In 1985 he moved to the French Formula Three Championship and finished third in points with two wins.

In 1986 he participated in a handful of major Formula Three races including the Macau Grand Prix and participated in one World Sports-Prototype Championship race in a Porsche 962C for John Fitzpatrick Racing.

In 1987 he made his International Formula 3000 debut and finished second in his first race and won the third race of the season at Circuit de Spa-Francorchamps. Trollé finished sixth in the championship.

He returned to the series in 1988 but his season was curtailed after a serious accident at Brands Hatch. However, he still finished 11th in points on the strength of two podium finishes in the first six races.

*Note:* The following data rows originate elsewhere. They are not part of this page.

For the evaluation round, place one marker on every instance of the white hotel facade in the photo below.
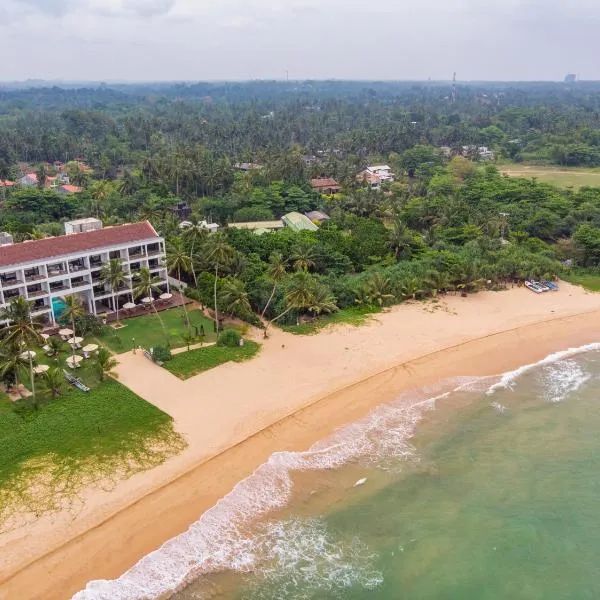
(44, 270)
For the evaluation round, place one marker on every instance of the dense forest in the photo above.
(449, 221)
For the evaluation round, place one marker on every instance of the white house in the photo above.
(376, 175)
(44, 271)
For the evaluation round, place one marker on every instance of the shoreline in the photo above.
(174, 504)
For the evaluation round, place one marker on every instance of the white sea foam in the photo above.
(221, 539)
(508, 380)
(300, 557)
(561, 379)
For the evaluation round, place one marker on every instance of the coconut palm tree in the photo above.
(299, 294)
(276, 272)
(72, 311)
(235, 298)
(23, 331)
(218, 252)
(145, 284)
(105, 364)
(194, 235)
(179, 262)
(377, 290)
(12, 361)
(113, 275)
(54, 381)
(303, 257)
(322, 300)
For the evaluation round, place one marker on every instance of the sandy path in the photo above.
(219, 409)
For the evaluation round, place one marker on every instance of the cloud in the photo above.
(149, 8)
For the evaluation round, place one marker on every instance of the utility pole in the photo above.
(454, 88)
(504, 224)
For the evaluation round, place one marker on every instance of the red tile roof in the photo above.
(325, 182)
(76, 242)
(70, 189)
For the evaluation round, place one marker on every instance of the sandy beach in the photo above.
(298, 390)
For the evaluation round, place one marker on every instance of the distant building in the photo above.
(181, 210)
(210, 227)
(69, 189)
(325, 185)
(31, 180)
(298, 222)
(259, 227)
(248, 167)
(317, 217)
(6, 238)
(82, 225)
(375, 175)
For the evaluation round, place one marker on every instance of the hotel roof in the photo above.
(76, 242)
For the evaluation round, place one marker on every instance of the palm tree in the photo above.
(219, 252)
(145, 285)
(377, 290)
(105, 364)
(235, 298)
(322, 300)
(54, 381)
(55, 345)
(276, 272)
(299, 294)
(72, 311)
(179, 262)
(303, 257)
(113, 275)
(12, 361)
(194, 235)
(22, 331)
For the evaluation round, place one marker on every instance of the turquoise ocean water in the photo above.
(484, 489)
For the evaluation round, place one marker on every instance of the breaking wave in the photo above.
(222, 538)
(508, 380)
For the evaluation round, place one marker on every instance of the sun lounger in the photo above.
(76, 382)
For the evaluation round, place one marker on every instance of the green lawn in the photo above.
(558, 176)
(590, 281)
(47, 456)
(188, 364)
(147, 331)
(355, 315)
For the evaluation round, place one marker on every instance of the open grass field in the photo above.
(558, 176)
(148, 333)
(188, 364)
(46, 456)
(356, 315)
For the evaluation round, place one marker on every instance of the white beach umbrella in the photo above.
(74, 360)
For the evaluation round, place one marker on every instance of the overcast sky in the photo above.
(260, 39)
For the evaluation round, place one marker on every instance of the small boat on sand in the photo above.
(534, 287)
(553, 287)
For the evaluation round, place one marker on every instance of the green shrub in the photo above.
(161, 354)
(230, 338)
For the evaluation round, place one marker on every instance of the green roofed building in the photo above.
(298, 222)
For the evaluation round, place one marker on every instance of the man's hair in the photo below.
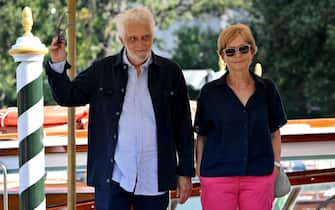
(231, 32)
(134, 15)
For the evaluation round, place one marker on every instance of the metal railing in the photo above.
(5, 192)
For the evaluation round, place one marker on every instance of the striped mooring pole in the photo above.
(29, 52)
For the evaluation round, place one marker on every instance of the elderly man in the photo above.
(140, 134)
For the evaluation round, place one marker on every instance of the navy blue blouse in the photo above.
(238, 138)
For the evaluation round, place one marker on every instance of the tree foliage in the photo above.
(196, 48)
(296, 42)
(95, 29)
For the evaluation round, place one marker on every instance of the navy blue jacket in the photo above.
(103, 87)
(238, 139)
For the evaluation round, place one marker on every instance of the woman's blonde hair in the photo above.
(134, 15)
(231, 32)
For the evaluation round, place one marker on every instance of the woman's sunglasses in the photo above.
(231, 51)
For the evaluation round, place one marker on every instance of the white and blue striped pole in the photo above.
(28, 52)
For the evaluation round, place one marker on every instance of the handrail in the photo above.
(5, 192)
(325, 203)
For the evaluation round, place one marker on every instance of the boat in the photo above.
(303, 139)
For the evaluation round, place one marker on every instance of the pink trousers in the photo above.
(242, 192)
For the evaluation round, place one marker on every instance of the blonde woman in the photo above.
(237, 121)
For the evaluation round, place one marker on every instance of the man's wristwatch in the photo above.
(277, 164)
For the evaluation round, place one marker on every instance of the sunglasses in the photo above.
(231, 51)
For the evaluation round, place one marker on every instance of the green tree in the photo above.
(296, 41)
(96, 34)
(196, 49)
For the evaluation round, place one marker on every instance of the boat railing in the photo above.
(5, 192)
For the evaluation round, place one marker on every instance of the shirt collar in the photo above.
(258, 80)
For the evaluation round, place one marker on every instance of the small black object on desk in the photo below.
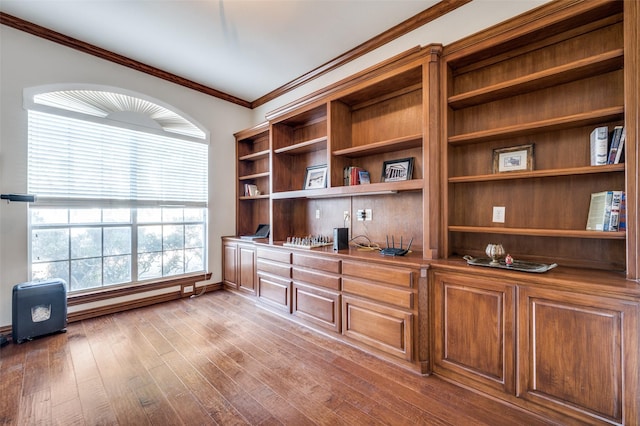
(393, 251)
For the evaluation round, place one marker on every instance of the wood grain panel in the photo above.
(318, 278)
(384, 294)
(318, 306)
(387, 329)
(474, 330)
(385, 274)
(275, 291)
(247, 263)
(572, 354)
(319, 263)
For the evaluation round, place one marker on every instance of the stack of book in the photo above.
(250, 190)
(607, 148)
(354, 175)
(607, 211)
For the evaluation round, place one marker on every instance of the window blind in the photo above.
(72, 160)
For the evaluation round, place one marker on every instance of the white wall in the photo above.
(464, 21)
(27, 61)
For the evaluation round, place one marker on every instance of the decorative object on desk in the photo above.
(340, 238)
(495, 252)
(393, 251)
(352, 175)
(308, 242)
(261, 232)
(316, 177)
(516, 265)
(508, 260)
(513, 159)
(397, 170)
(599, 145)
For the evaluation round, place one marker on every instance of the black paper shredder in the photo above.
(39, 308)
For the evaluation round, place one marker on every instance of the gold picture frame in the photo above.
(513, 159)
(316, 177)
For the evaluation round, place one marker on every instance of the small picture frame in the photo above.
(397, 170)
(316, 177)
(513, 159)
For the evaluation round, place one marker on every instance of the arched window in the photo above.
(121, 186)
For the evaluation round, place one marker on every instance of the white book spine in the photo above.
(599, 146)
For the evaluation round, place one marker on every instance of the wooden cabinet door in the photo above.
(317, 305)
(382, 327)
(230, 262)
(275, 291)
(247, 268)
(579, 354)
(474, 331)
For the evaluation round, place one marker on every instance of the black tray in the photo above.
(518, 265)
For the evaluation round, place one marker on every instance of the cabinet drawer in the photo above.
(383, 328)
(393, 296)
(314, 262)
(317, 278)
(275, 255)
(275, 291)
(386, 274)
(316, 305)
(278, 269)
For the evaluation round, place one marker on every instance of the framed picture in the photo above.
(513, 159)
(316, 177)
(397, 170)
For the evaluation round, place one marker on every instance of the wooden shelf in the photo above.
(255, 156)
(254, 176)
(576, 70)
(610, 168)
(566, 233)
(397, 144)
(558, 123)
(355, 190)
(303, 147)
(255, 197)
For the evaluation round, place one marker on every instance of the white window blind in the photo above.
(72, 160)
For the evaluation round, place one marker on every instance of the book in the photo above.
(615, 142)
(599, 211)
(364, 177)
(250, 190)
(599, 139)
(351, 175)
(620, 151)
(622, 218)
(614, 216)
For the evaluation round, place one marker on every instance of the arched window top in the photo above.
(113, 105)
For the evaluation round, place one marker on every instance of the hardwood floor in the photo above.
(219, 359)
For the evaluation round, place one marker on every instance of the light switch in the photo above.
(498, 214)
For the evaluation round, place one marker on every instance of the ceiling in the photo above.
(244, 48)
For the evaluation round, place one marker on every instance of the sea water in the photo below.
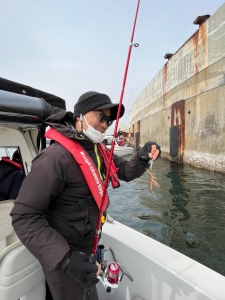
(186, 214)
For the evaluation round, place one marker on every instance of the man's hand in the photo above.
(149, 151)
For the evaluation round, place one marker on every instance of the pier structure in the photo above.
(183, 107)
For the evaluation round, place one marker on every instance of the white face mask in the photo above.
(93, 134)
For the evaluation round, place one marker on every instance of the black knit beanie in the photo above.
(94, 101)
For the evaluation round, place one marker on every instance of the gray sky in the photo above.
(69, 47)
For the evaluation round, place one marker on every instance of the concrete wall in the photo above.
(196, 75)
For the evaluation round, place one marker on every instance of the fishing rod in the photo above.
(93, 255)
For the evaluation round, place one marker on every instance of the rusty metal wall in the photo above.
(195, 74)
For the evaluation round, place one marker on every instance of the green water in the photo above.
(187, 214)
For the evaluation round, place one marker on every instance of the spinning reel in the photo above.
(112, 273)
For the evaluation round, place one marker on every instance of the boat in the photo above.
(149, 270)
(119, 150)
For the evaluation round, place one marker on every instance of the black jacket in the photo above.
(10, 186)
(55, 177)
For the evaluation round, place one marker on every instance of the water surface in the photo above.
(187, 214)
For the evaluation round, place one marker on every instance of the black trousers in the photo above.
(61, 286)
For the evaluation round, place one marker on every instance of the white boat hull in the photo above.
(159, 272)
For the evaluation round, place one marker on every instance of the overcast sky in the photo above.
(70, 47)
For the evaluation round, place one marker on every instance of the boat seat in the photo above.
(21, 275)
(7, 233)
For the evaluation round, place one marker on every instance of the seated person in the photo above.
(11, 176)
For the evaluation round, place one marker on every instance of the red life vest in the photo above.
(8, 160)
(88, 169)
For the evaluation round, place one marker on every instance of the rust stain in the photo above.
(204, 40)
(178, 119)
(195, 39)
(165, 70)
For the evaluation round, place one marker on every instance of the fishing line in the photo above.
(175, 21)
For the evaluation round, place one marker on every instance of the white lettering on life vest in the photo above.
(98, 183)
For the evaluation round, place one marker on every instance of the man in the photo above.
(56, 212)
(11, 176)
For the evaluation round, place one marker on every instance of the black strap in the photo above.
(4, 196)
(71, 208)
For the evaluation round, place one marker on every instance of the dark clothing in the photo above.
(55, 177)
(10, 186)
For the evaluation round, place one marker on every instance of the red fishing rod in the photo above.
(98, 227)
(95, 244)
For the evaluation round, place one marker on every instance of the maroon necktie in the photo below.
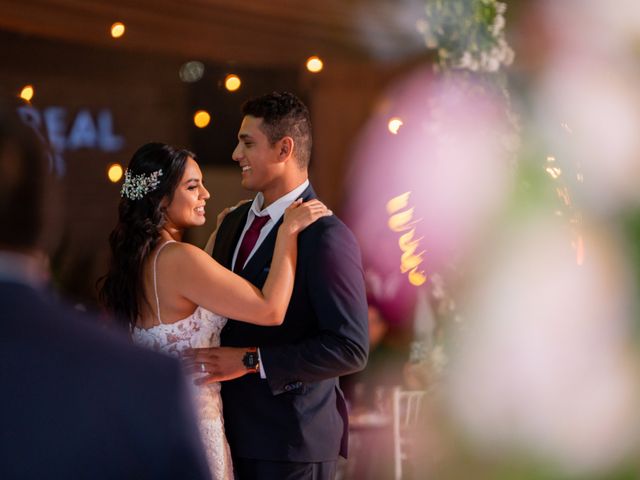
(249, 241)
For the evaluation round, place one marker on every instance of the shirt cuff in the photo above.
(263, 374)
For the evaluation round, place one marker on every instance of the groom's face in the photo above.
(257, 158)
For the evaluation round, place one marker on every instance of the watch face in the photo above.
(250, 360)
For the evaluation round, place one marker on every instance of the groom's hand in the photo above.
(219, 363)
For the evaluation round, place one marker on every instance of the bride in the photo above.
(166, 292)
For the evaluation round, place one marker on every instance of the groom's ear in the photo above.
(286, 148)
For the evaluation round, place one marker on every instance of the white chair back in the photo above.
(407, 406)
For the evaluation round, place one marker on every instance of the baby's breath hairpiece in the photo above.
(137, 186)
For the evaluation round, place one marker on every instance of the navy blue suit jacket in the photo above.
(298, 413)
(81, 403)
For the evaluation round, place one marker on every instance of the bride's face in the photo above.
(187, 206)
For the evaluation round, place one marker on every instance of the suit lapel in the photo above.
(261, 259)
(229, 234)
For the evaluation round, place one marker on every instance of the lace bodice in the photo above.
(200, 329)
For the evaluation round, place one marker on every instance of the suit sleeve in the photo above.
(336, 290)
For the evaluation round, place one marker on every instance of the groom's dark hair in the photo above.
(283, 114)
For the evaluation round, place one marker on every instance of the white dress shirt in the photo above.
(275, 211)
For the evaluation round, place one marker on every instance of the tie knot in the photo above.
(259, 222)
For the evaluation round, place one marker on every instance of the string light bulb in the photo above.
(232, 82)
(117, 29)
(314, 64)
(27, 92)
(115, 172)
(201, 118)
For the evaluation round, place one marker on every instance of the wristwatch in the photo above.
(251, 360)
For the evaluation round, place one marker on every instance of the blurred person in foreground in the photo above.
(78, 403)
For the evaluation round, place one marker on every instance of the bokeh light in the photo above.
(117, 30)
(314, 64)
(201, 118)
(115, 172)
(394, 125)
(232, 82)
(27, 92)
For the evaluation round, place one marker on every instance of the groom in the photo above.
(285, 415)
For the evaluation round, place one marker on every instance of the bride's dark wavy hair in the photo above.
(138, 230)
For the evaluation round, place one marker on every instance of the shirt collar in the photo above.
(277, 208)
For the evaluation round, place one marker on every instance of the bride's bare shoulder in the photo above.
(178, 252)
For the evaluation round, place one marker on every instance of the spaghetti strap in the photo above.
(155, 277)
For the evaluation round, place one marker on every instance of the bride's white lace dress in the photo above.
(200, 329)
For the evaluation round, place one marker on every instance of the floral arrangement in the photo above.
(466, 34)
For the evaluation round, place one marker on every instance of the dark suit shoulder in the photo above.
(326, 231)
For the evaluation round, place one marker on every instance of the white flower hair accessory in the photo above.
(137, 186)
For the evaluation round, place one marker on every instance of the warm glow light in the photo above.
(27, 93)
(409, 261)
(201, 118)
(117, 30)
(394, 125)
(417, 278)
(398, 203)
(232, 82)
(400, 221)
(114, 172)
(406, 241)
(314, 64)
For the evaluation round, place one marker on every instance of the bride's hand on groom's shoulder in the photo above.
(218, 363)
(299, 215)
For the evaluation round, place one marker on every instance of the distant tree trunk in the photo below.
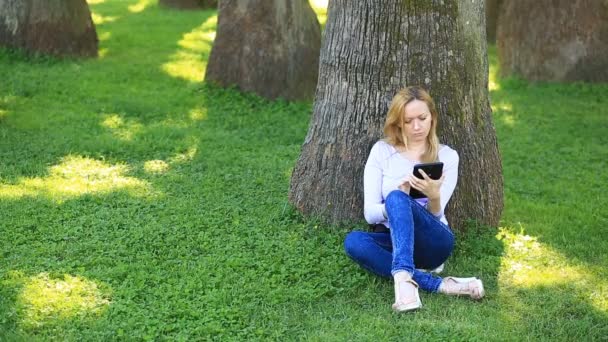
(270, 47)
(554, 40)
(371, 50)
(189, 4)
(492, 13)
(62, 28)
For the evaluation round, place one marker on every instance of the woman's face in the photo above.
(417, 121)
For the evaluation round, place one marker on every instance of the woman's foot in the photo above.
(406, 293)
(471, 287)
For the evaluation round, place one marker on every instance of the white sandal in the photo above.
(471, 287)
(411, 305)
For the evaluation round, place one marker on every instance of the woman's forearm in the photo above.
(434, 205)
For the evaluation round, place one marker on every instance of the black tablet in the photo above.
(433, 170)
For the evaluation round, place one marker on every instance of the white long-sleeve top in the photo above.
(386, 169)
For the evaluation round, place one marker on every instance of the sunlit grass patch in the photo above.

Trollé was regarded as one of the best of a promising crop of French drivers and had held discussions with both Larrousse and Tyrrell for an F1 seat in 1989. He was due to sign a provisional agreement with Tyrrell at the Belgian Grand Prix, to be held the weekend after the Brands Hatch Formula 3000 race.

In 1990 he moved to sports cars part-time and participated in World Sports-Prototype Championship for Courage Compétition and made his 24 Hours of Le Mans debut with the team, finishing 7th overall.

He returned to Courage in the Sportscar World Championship in 1991 for 3 races in what would be his last professional racing starts.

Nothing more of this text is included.